American nurse and anthropologist (born 1944)

Donna Schwartz-Barcott (born August 28, 1944) is an American nurse and anthropologist. She is a professor emeritus of nursing at the University of Rhode Island. She helped establish and led the University of Rhode Island College of Nursing graduate degree programs.

== Early life and education ==
Schwartz-Barcott is the daughter of the late Dorothy Barcott Wallgren, a nurse, and Frank L. Barcott, an entrepreneur who owned the Barcott Paint Store in Everett, Washington. She graduated from Everett High School in 1962 and earned a B.S. in nursing from the University of Washington in 1966. Following graduation, she worked for a year as a community health nurse in rural Peru.

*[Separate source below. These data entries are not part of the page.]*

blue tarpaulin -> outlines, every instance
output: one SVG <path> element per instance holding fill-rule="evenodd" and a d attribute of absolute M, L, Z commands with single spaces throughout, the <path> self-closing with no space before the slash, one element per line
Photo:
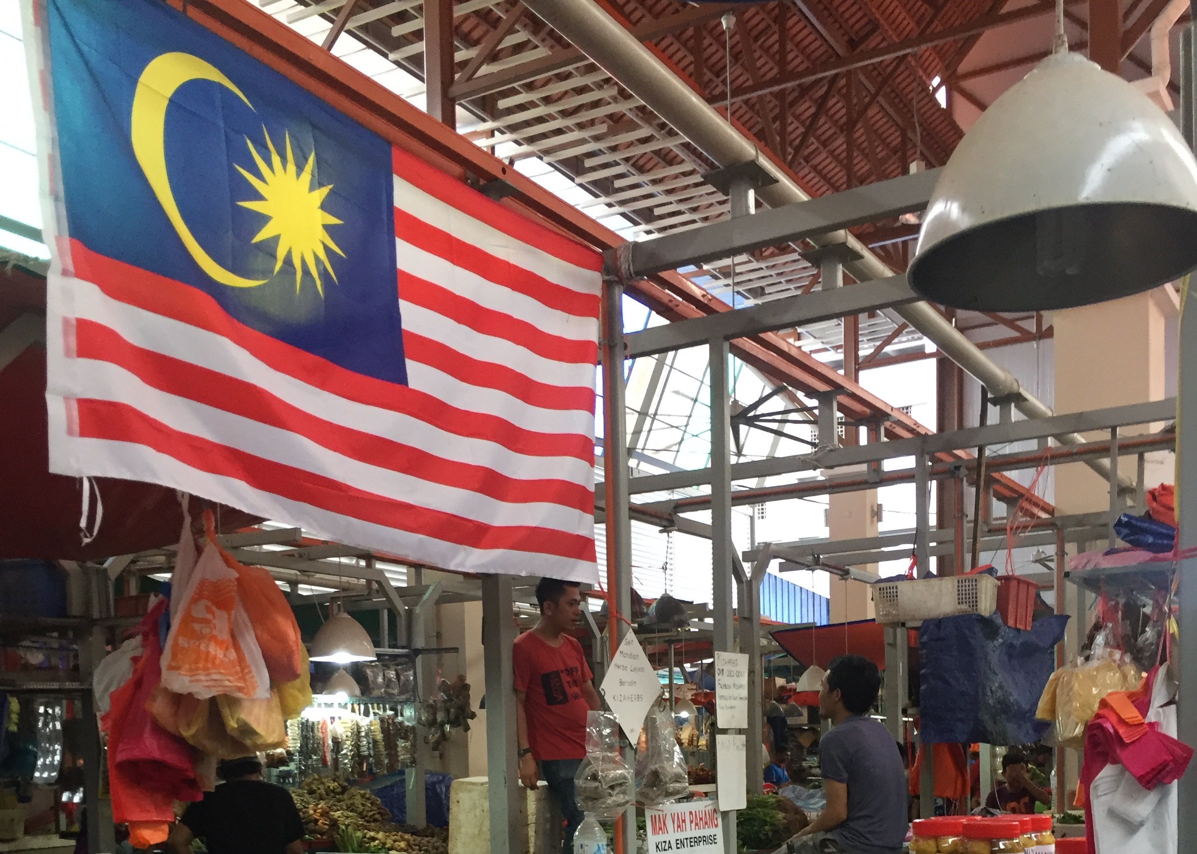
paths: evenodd
<path fill-rule="evenodd" d="M 1038 742 L 1049 724 L 1035 709 L 1056 667 L 1068 617 L 1011 629 L 994 614 L 926 620 L 918 633 L 919 712 L 932 744 Z"/>
<path fill-rule="evenodd" d="M 397 774 L 387 775 L 387 785 L 373 788 L 375 795 L 387 807 L 390 821 L 395 824 L 407 823 L 407 783 L 403 769 Z M 429 824 L 435 828 L 449 826 L 449 787 L 452 785 L 451 774 L 439 774 L 437 771 L 424 773 L 424 810 Z"/>

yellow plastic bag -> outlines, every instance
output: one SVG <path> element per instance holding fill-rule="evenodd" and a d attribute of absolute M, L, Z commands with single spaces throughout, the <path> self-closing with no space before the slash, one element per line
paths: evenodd
<path fill-rule="evenodd" d="M 1035 716 L 1055 722 L 1050 743 L 1080 750 L 1084 746 L 1084 727 L 1098 713 L 1101 699 L 1111 691 L 1132 691 L 1142 679 L 1142 671 L 1124 661 L 1122 653 L 1099 654 L 1052 673 Z"/>
<path fill-rule="evenodd" d="M 285 748 L 287 728 L 282 724 L 278 691 L 266 700 L 219 696 L 217 706 L 225 731 L 253 751 Z"/>
<path fill-rule="evenodd" d="M 293 720 L 311 706 L 311 673 L 308 666 L 308 651 L 302 646 L 303 666 L 299 669 L 299 678 L 293 682 L 284 682 L 277 685 L 279 693 L 279 708 L 282 710 L 282 720 Z"/>
<path fill-rule="evenodd" d="M 225 728 L 215 697 L 199 700 L 186 695 L 178 706 L 178 730 L 188 744 L 218 760 L 236 760 L 254 752 Z"/>

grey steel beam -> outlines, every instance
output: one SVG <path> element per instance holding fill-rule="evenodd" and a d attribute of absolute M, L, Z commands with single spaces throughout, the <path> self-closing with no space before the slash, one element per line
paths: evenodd
<path fill-rule="evenodd" d="M 851 289 L 845 288 L 845 291 Z M 912 457 L 923 447 L 925 447 L 928 453 L 943 453 L 967 450 L 978 445 L 1002 445 L 1013 441 L 1053 437 L 1059 433 L 1088 432 L 1108 429 L 1116 426 L 1125 427 L 1128 425 L 1142 425 L 1154 421 L 1171 421 L 1175 417 L 1175 398 L 1169 397 L 1165 401 L 1154 401 L 1150 403 L 1135 403 L 1084 413 L 1052 415 L 1044 419 L 1027 419 L 1026 421 L 1009 421 L 986 427 L 970 427 L 962 431 L 936 433 L 935 435 L 916 439 L 895 439 L 893 441 L 869 443 L 867 445 L 839 447 L 792 457 L 773 457 L 771 459 L 736 463 L 731 466 L 731 480 L 741 481 L 757 477 L 772 477 L 800 471 L 833 469 L 843 465 L 859 465 L 883 459 Z M 632 478 L 628 493 L 634 495 L 639 493 L 683 489 L 686 487 L 704 486 L 710 482 L 710 469 L 670 471 L 663 475 L 642 475 Z"/>
<path fill-rule="evenodd" d="M 715 338 L 709 344 L 709 372 L 711 392 L 711 582 L 715 628 L 711 648 L 715 652 L 731 652 L 735 628 L 731 590 L 733 556 L 731 541 L 731 377 L 728 372 L 728 342 Z M 719 732 L 730 732 L 719 728 Z M 757 745 L 753 745 L 755 749 Z M 719 761 L 716 755 L 716 762 Z M 723 843 L 727 850 L 736 850 L 736 815 L 721 810 L 719 823 L 724 826 Z M 625 850 L 627 850 L 625 848 Z"/>
<path fill-rule="evenodd" d="M 512 578 L 482 575 L 482 663 L 486 673 L 486 775 L 492 854 L 528 850 L 528 799 L 516 764 L 516 688 L 511 647 L 518 629 Z"/>
<path fill-rule="evenodd" d="M 753 218 L 762 215 L 753 214 Z M 752 218 L 742 216 L 730 221 L 736 222 L 743 219 Z M 624 245 L 638 246 L 640 244 Z M 711 338 L 730 341 L 776 329 L 790 329 L 831 321 L 844 315 L 881 311 L 894 305 L 912 303 L 916 299 L 918 295 L 906 283 L 905 275 L 879 279 L 865 285 L 834 291 L 816 291 L 810 294 L 784 297 L 747 309 L 723 311 L 689 321 L 675 321 L 661 327 L 651 327 L 642 333 L 632 333 L 627 336 L 627 358 L 634 359 L 694 347 Z"/>
<path fill-rule="evenodd" d="M 733 216 L 678 234 L 625 244 L 607 250 L 612 272 L 622 268 L 628 281 L 686 264 L 727 258 L 762 246 L 803 240 L 852 225 L 876 222 L 912 211 L 922 211 L 931 199 L 940 170 L 879 181 L 844 193 L 771 208 L 751 216 Z M 615 254 L 627 252 L 616 264 Z M 859 257 L 859 256 L 857 256 Z"/>
<path fill-rule="evenodd" d="M 608 585 L 608 609 L 615 614 L 632 612 L 632 517 L 627 496 L 627 483 L 631 478 L 627 453 L 627 383 L 624 379 L 624 365 L 627 358 L 624 349 L 624 287 L 608 281 L 603 287 L 604 329 L 602 347 L 603 360 L 603 456 L 607 471 L 612 478 L 610 499 L 614 506 L 606 507 L 607 549 L 614 562 L 614 579 Z M 604 484 L 606 486 L 606 484 Z M 672 519 L 673 517 L 668 517 Z M 610 634 L 613 643 L 624 640 L 628 628 L 619 620 L 612 620 L 615 627 Z M 614 646 L 612 649 L 614 653 Z M 626 751 L 625 751 L 626 754 Z M 634 757 L 627 754 L 627 761 Z M 630 800 L 634 801 L 634 781 L 630 783 Z M 624 811 L 620 821 L 624 850 L 636 849 L 636 809 Z"/>

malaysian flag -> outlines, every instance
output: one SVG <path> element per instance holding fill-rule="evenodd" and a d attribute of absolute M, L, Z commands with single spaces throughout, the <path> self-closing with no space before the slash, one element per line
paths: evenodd
<path fill-rule="evenodd" d="M 37 1 L 51 470 L 594 580 L 598 254 L 159 0 Z"/>

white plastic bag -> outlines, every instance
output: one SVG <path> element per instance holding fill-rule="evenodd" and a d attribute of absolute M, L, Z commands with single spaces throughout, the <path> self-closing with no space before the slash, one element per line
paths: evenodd
<path fill-rule="evenodd" d="M 162 653 L 162 684 L 201 700 L 218 694 L 267 699 L 271 678 L 241 604 L 237 572 L 214 545 L 203 549 L 180 599 Z"/>
<path fill-rule="evenodd" d="M 105 655 L 96 665 L 91 676 L 92 694 L 96 697 L 96 714 L 108 714 L 109 697 L 133 676 L 133 659 L 141 654 L 141 635 L 129 638 L 117 649 Z"/>
<path fill-rule="evenodd" d="M 192 572 L 195 569 L 195 539 L 192 537 L 192 514 L 187 512 L 187 505 L 192 496 L 180 495 L 178 502 L 183 506 L 183 530 L 178 535 L 178 551 L 175 555 L 175 571 L 170 574 L 170 621 L 178 617 L 180 603 L 182 603 L 183 591 L 192 580 Z"/>

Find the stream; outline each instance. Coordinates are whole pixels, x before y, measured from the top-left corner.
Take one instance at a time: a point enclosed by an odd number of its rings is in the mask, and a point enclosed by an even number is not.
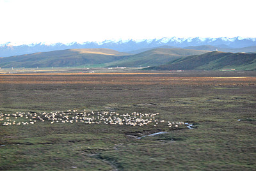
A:
[[[191,126],[193,126],[193,124],[189,124],[189,123],[184,123],[184,124],[187,124],[188,126],[186,126],[187,128],[188,128],[189,130],[191,129],[193,129]],[[149,134],[149,135],[144,135],[142,136],[141,137],[137,137],[136,138],[136,139],[141,139],[145,137],[147,137],[147,136],[154,136],[154,135],[159,135],[159,134],[163,134],[163,133],[168,133],[166,131],[163,131],[163,132],[158,132],[158,133],[152,133],[152,134]]]

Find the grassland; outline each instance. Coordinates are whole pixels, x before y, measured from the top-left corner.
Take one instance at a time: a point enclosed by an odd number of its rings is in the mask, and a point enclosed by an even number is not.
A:
[[[74,108],[159,112],[159,119],[194,128],[1,124],[0,170],[253,170],[255,76],[253,71],[0,75],[3,114]],[[159,131],[167,133],[134,137]]]

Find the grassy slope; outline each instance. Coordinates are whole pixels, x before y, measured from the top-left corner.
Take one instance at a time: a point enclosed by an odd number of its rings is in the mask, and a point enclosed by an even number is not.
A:
[[[211,52],[173,61],[156,70],[256,70],[256,54]]]
[[[202,54],[208,52],[182,48],[154,48],[107,64],[111,66],[157,66],[182,57]]]
[[[108,48],[81,48],[39,52],[0,59],[2,68],[60,67],[109,63],[128,54]]]

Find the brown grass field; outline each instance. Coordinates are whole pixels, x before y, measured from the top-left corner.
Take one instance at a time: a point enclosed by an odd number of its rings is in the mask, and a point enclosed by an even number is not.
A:
[[[3,114],[158,112],[194,129],[0,121],[0,170],[255,170],[255,107],[254,71],[1,74]]]

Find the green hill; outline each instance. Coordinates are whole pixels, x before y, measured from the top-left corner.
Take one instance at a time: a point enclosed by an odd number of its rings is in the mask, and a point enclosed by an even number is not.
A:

She completed an M.S. in public health and an M.A. and Ph.D. in anthropology at the University of North Carolina at Chapel Hill. Her 1978 dissertation was titled National family planning programs in developing nations: a theoretical and empirical examination of the adoption process.

== Career ==
Her academic career includes teaching and conducting nursing and anthropological research at institutions, including the University of North Carolina, the University of Delaware and University of Rhode Island.

In 2022 the University of Rhode Island created the Dr. Donna Schwartz-Barcott and Dr. Hesook Suzie Kim Nursing Fellowship for graduate-level research and professional development. The fellowship was highlighted by U.S. Senator Jack Reed in 2023 in connection with efforts to address the national nursing shortage. “We’re honoring two icons of nursing education, extraordinary educators who have had a huge impact, not just on URI, but on the entire nursing profession,” Senator Reed said.

Throughout her career, Schwartz-Barcott worked in healthcare delivery and nursing education in low-income communities in Rhode Island, North Carolina, Washington state, Peru, and Kenya.

== Research ==
Her research has focused on pain and anxiety experienced by patients across various nursing care settings. Her interest in community health and sociocultural influences on health and illness has driven much of her scholarly work.

Her scholarship extends to concept development and metatheoretical levels, aiming to expand the knowledge base of nursing practice.

== Personal life ==
She was married to Timothy Schwartz-Barcott. They have a son, Rye Barcott.